Claudine Gay, American Fellowship, 2003-04
Dr. Claudine Gay will become the second woman and first African-American to serve as President of Harvard University. She is a leading scholar of political behavior, considering issues of race and politics in America. Dr. Gay has explored such topics as how the election of minority officeholders affects citizens’ perceptions of their government and their interest in politics and public affairs, how neighborhood environments shape racial and political attitudes among Black Americans, the roots of competition and cooperation between minority groups, with a particular focus on relations between Black Americans and Latinos, and the consequences of housing mobility programs for political participation among the poor.
Shardé Davis, American Fellowship, 2018-19
Dr. Shardé Davis is an Afro-American academic who created the hashtag #BlackintheIvory, which was popularized on Twitter in the wake of widespread protests following the murder of George Floyd. Her primary area of specialization is interpersonal communication, with emphases in racial and gender identity, resistance, counter hegemony, and resilience, intra/intergroup dynamics, and supportive communication. Her specific line of research explores how Black women’s complex identities — and the power-laden social structures that shape them — influence the way they communicate with close others.
Sami Schalk, American Fellowship, 2013-14
Dr. Schalk’s interdisciplinary research focuses broadly on disability, race, and gender in contemporary American literature and culture.

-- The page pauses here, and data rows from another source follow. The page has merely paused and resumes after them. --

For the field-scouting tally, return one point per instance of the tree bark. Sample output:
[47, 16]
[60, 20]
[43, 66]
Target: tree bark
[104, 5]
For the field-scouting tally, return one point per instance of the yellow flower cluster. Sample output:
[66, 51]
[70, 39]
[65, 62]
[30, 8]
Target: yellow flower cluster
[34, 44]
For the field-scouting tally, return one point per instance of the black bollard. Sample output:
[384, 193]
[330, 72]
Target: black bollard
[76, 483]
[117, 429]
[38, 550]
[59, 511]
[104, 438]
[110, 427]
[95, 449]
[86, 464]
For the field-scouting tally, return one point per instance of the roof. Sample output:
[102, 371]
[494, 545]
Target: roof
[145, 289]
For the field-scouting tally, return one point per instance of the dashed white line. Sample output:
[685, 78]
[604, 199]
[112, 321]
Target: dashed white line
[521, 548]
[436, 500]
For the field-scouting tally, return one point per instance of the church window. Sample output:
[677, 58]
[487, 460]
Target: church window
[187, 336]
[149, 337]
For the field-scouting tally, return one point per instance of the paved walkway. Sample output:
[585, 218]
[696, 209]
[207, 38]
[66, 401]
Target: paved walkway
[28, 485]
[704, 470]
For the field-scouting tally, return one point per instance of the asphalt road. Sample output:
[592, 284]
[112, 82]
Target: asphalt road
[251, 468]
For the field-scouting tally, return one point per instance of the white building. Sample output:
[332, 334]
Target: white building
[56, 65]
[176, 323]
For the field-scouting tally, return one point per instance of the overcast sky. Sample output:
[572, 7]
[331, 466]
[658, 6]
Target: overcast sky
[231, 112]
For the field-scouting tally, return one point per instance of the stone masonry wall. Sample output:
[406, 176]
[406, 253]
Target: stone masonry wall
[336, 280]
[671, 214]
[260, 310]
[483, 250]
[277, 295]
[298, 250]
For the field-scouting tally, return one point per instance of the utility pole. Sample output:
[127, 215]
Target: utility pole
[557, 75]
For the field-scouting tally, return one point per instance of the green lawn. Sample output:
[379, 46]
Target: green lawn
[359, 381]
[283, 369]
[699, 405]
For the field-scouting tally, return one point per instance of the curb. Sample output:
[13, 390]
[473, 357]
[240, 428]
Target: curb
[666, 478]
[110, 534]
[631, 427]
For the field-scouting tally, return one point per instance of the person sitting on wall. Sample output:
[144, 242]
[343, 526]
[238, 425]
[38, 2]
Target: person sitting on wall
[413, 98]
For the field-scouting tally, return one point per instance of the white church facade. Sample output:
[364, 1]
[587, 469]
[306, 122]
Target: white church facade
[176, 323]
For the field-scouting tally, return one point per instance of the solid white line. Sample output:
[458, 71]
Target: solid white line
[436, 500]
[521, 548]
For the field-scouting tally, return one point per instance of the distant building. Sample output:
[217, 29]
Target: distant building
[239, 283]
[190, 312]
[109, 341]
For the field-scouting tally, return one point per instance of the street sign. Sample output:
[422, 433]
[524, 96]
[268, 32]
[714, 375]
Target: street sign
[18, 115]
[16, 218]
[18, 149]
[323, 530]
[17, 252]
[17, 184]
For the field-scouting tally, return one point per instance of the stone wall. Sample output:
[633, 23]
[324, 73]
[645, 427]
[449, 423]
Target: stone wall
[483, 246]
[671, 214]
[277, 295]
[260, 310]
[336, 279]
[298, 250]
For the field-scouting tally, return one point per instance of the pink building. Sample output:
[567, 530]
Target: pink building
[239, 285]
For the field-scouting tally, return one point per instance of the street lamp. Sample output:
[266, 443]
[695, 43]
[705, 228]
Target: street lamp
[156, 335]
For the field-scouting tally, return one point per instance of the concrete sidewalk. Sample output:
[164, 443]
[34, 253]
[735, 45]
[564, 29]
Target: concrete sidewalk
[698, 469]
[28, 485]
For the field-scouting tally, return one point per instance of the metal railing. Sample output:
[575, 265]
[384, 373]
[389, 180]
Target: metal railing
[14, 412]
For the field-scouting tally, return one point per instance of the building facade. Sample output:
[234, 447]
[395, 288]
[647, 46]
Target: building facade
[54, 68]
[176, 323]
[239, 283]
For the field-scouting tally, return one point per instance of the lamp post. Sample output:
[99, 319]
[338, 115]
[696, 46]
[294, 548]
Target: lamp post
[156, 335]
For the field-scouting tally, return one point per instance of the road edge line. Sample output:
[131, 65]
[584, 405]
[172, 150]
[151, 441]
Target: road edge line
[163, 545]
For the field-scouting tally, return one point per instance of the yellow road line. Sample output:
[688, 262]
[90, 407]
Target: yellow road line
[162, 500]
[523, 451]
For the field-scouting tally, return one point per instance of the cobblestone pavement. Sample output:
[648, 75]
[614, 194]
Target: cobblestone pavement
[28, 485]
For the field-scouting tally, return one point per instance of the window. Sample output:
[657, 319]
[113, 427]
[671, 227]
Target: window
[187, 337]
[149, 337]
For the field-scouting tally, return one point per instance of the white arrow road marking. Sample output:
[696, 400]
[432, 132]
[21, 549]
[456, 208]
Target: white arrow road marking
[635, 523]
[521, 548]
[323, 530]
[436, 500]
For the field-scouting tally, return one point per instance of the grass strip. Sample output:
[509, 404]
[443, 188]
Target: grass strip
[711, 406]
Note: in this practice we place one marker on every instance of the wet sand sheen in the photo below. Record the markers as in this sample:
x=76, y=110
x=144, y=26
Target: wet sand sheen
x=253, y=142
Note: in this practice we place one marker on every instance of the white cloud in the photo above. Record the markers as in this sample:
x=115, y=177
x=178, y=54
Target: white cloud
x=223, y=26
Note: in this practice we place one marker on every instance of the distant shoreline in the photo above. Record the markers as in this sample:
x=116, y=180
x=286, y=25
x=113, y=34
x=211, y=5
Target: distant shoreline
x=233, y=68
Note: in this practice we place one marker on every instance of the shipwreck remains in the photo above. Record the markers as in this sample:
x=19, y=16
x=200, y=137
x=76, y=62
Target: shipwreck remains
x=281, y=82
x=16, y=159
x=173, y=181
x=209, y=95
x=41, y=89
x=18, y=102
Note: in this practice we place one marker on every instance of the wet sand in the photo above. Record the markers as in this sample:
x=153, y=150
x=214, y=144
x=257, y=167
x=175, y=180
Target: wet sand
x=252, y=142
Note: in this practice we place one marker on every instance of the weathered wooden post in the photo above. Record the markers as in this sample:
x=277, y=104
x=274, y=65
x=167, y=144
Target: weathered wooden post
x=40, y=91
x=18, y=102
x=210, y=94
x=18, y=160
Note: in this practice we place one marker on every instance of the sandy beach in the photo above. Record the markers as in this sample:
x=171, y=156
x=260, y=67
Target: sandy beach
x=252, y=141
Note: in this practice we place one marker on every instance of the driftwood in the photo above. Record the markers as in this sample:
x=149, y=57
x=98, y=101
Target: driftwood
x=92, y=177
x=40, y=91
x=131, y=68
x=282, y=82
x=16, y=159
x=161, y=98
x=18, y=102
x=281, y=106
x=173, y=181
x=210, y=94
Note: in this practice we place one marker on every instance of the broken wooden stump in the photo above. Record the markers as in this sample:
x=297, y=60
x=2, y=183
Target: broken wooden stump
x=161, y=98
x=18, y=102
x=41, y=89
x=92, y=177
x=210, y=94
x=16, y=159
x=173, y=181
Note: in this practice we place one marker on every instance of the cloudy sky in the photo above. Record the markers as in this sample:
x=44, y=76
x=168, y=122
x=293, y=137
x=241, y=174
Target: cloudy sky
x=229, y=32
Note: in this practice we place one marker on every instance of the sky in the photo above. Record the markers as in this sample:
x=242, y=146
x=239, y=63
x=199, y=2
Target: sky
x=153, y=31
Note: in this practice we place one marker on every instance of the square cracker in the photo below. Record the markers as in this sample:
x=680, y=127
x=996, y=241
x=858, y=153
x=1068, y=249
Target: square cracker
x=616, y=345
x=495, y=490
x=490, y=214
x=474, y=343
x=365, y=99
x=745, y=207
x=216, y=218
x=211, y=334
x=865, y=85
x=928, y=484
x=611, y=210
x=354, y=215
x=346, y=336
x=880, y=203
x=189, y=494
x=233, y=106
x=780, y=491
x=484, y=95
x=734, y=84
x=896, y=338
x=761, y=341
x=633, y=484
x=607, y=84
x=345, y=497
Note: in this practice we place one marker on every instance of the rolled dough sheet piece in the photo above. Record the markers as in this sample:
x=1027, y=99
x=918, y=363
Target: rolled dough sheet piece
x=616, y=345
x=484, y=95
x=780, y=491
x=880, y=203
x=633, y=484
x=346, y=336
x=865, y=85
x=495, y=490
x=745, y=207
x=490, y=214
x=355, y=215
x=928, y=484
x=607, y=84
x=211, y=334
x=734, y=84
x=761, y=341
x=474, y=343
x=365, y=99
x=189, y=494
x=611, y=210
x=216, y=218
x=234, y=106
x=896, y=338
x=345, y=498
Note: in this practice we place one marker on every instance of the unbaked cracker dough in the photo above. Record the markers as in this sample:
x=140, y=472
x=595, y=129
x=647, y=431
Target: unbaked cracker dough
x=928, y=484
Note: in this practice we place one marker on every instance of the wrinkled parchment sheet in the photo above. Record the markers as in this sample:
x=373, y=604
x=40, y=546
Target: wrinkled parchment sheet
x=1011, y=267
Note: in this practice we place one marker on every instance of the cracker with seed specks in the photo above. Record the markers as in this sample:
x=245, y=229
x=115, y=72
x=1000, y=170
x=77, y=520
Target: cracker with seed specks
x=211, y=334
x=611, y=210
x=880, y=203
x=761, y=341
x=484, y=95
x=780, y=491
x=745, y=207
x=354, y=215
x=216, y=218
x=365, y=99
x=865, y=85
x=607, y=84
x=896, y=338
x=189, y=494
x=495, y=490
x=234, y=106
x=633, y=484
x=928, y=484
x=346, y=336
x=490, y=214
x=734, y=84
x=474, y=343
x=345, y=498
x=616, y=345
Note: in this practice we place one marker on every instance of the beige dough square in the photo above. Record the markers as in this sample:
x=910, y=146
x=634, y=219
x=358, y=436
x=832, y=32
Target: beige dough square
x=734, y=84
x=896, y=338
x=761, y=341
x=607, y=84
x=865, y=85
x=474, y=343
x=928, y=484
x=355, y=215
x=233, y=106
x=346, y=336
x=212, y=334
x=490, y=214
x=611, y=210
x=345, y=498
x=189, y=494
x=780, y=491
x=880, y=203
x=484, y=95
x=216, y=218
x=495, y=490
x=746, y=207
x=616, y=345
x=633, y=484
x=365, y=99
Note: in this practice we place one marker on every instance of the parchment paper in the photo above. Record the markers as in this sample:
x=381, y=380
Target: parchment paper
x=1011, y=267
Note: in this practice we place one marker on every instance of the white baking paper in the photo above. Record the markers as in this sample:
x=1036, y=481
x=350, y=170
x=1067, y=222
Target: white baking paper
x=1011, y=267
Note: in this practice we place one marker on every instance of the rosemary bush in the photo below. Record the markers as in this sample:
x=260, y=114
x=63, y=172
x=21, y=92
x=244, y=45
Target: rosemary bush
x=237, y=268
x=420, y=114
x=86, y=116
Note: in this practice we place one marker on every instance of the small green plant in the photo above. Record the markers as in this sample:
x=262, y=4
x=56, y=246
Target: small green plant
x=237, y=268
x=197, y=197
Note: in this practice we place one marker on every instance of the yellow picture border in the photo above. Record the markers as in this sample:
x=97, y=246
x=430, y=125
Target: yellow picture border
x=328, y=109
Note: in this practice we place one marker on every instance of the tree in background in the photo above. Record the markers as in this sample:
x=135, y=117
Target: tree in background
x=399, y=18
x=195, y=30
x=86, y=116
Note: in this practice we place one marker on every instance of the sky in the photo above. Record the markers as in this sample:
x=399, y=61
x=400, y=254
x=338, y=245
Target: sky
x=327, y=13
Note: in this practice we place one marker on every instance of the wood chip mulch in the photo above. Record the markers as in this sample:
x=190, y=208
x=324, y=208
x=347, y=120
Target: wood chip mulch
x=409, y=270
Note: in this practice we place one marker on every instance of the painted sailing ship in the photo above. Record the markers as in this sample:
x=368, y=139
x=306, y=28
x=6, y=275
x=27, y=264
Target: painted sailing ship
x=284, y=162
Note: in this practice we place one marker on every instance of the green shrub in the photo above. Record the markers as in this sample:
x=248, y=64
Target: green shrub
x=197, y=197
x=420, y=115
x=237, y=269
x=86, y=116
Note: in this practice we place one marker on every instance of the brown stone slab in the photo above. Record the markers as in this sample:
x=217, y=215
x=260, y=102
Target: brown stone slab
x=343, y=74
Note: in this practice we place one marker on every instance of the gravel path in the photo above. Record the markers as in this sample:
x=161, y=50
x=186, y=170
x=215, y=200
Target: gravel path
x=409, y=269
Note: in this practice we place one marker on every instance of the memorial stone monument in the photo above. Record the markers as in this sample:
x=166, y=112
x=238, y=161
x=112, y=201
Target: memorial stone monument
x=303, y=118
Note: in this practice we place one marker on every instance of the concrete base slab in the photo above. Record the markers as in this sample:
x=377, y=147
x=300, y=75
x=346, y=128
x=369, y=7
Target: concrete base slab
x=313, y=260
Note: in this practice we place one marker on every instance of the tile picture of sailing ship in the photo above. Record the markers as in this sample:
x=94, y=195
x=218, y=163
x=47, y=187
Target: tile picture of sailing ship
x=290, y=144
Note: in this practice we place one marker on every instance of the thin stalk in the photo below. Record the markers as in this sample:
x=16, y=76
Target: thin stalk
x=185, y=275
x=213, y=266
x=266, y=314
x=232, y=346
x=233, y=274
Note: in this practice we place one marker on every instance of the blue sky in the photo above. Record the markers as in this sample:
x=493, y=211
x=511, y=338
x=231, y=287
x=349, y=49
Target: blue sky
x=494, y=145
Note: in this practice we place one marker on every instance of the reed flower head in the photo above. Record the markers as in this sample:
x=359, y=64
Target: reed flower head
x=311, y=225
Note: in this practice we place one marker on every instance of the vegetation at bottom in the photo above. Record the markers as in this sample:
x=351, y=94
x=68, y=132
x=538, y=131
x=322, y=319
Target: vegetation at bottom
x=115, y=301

Her book Black Disability Politics explores how Black cultural workers have engaged disability as a social and political issue differently than the mainstream, white-dominated disability rights movement. In doing so, Dr. Schalk argues that because Black disability politics take on different qualities, the work has been overlooked or misrecognized within disability studies and Black studies alike. Using archival work on the Black Panther Party and the National Black Women’s Health Project, as well as interviews with contemporary Black disabled cultural works, the book offers a framework for both identifying and enacting Black disability politics for scholars and activists.
Black Women & the Pay Gap
Imagine being paid over 40% less than white men for doing the same work. If you’re a Black woman in the United States, that’s a likely reality.